Trapattoni Hails Keane's match-winning display

Ireland boss Giovanni Trapattoni has hailed Robbie Keane's match-winning display against Georgia as proof of the quality that Liverpool failed to recognise.

Keane's second-half double ensured Ireland claimed a controversial 2-1 win over the Georgians and moved joint top of group 8 alongside Italy.

It also served as a reminder of the striking qualities that appeared to go unnoticed during Keane's unhappy six months at Liverpool prior to his recent return to Tottenham.

Trapattoni said his skipper had displayed real character. "He has not played every week, but he played here tonight in front of 50,000 in a World Cup qualifier, and you could see he enjoyed it," the Italian said. "Robbie was very important for us."

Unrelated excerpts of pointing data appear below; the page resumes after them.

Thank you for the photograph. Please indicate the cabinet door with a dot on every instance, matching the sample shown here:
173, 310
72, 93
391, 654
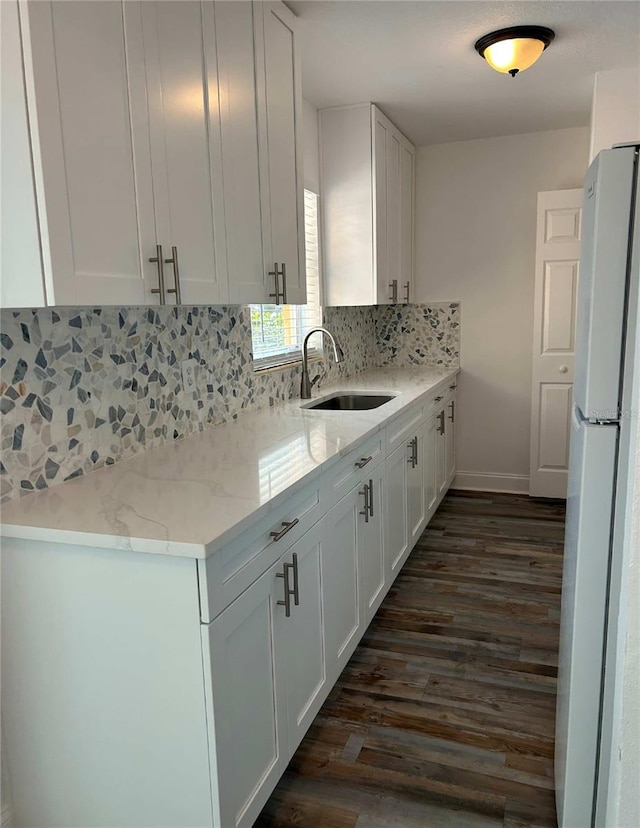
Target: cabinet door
429, 469
416, 498
396, 487
393, 207
92, 161
441, 453
248, 700
180, 62
248, 280
21, 277
406, 212
450, 439
371, 548
381, 138
280, 110
342, 625
300, 652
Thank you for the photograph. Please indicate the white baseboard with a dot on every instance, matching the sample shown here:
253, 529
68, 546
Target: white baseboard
480, 482
6, 817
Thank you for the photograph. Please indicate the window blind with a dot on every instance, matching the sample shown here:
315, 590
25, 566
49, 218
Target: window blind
277, 331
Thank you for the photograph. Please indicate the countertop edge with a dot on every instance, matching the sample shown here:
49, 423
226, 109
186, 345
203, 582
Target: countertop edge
16, 531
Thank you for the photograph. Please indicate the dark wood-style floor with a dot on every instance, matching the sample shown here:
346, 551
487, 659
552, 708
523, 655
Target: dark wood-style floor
445, 714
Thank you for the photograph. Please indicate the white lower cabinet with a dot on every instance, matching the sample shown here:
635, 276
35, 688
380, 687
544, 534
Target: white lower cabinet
245, 702
265, 678
206, 674
397, 519
440, 453
353, 567
429, 467
416, 501
450, 436
342, 626
371, 543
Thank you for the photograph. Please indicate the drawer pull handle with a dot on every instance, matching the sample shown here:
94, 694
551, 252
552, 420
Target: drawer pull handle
413, 458
367, 506
176, 274
288, 526
159, 261
296, 585
288, 592
276, 278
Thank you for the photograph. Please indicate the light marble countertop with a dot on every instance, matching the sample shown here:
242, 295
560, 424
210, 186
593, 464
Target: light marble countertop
191, 497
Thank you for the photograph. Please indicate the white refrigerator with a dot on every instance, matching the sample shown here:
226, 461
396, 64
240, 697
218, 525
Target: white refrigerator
605, 336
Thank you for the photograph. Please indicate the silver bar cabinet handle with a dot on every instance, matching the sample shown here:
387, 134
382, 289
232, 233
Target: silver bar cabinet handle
365, 511
296, 585
287, 591
176, 274
288, 526
276, 278
158, 259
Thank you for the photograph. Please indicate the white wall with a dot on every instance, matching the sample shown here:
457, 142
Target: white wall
310, 150
475, 242
615, 112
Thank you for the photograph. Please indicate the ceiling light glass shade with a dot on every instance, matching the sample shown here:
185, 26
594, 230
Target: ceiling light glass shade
512, 50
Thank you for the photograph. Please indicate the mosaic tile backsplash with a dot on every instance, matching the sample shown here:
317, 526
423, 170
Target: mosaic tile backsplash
83, 387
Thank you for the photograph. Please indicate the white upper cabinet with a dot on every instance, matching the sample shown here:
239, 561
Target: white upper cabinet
368, 174
261, 119
91, 159
19, 242
186, 160
165, 153
280, 132
248, 270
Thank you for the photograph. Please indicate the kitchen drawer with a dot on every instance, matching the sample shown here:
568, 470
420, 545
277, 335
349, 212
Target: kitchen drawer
228, 572
348, 471
404, 427
436, 403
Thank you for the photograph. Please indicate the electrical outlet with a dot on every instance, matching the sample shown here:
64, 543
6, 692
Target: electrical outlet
188, 368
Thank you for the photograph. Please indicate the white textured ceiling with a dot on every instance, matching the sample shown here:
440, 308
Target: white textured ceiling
417, 61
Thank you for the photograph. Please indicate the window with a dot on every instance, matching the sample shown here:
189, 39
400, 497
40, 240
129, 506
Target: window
277, 331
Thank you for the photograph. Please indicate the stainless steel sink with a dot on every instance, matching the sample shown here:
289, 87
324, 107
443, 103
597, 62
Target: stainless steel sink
351, 402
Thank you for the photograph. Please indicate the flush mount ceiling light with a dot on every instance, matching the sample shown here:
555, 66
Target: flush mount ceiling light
515, 49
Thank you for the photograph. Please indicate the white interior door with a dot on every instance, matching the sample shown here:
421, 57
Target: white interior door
554, 328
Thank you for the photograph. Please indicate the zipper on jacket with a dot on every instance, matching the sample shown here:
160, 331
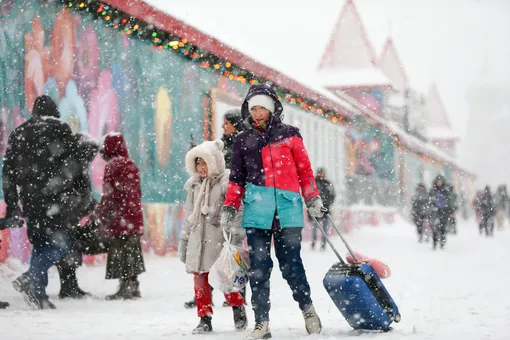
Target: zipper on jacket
274, 175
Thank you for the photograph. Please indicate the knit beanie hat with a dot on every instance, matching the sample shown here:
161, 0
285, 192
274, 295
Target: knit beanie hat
261, 100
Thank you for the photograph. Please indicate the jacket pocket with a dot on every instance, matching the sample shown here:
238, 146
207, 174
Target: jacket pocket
259, 207
290, 209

Georgia boss Hector Cuper claimed his side were robbed of at least a point after Ireland were awarded a dubious second half penalty.

Keane converted to cancel out Georgia's shock first-minute opener and then claimed the winner four minutes later.

The Georgians had every reason to feel aggrieved when Finnish referee Jouni Hyytia, taking charge of his last competitive international, awarded a penalty for a handball from a pass that was destined for Keane in an offside position. To add insult to injury the ball appeared to strike Ucha Lobjanidze's shoulder.

Cuper was restrained in his comments, accepting that his team had been under sustained pressure at the time of the controversial decision.

"I don't know if we lost the match because of the penalty awarded by the referee but it cost us a point," he said. "The situation was strange because no-one knew why it was given.

"Of course, the players were very angry and I can say it effected their concentration. It influenced negatively the morale of the team."

Cuper added: "In the first half, the match was equal. In the second half, unfortunately, we couldn't manage to maintain the rhythm.

"I was concerned before the game because Georgian players were still in preparation after the winter break and I knew it would make it difficult for us in the second half. But for the most part we managed."

A mix up in the Irish defence involving third-choice right-back Stephen Kelly, allowed Karlruhe striker Alexander Iashvili in for the softest of goals after a good flick by David Siradze.

The Irish team looked stunned for the remainder of the opening quarter until a Keith Andrews goal on his competitive debut was ruled out midway through the first half.

Ireland were shocked again in the 58th minute when Iashvili thought he scored a second only for the referee to rule offside.

But it was their last major scare before the controversial penalty and a fine diving header four minutes later took Keane's international tally to 37 goals.

Trapattoni accepted the penalty was fortunate but refused to see it as a turning point as his team pummelled the Georgian defence for the majority of the second half.

"I think we got the luck but every Sunday in every country there are situations like this," said the Italian.

"In the first half we deserved not lose. But I think we deserved to win because it is not easy to get a great reaction from the team like we got in the second half."

Trapattoni admitted his players had been demoralised after being booed off the pitch at half-time by sections of the home support.

"I gave them a positive message," he said. "I said to them play the ball simple, simple, simple - but quickly. It was difficult because there were 19 players within 30 metres.

"They had three midfielders we had two but in the second half we won lots of ball. That was very important."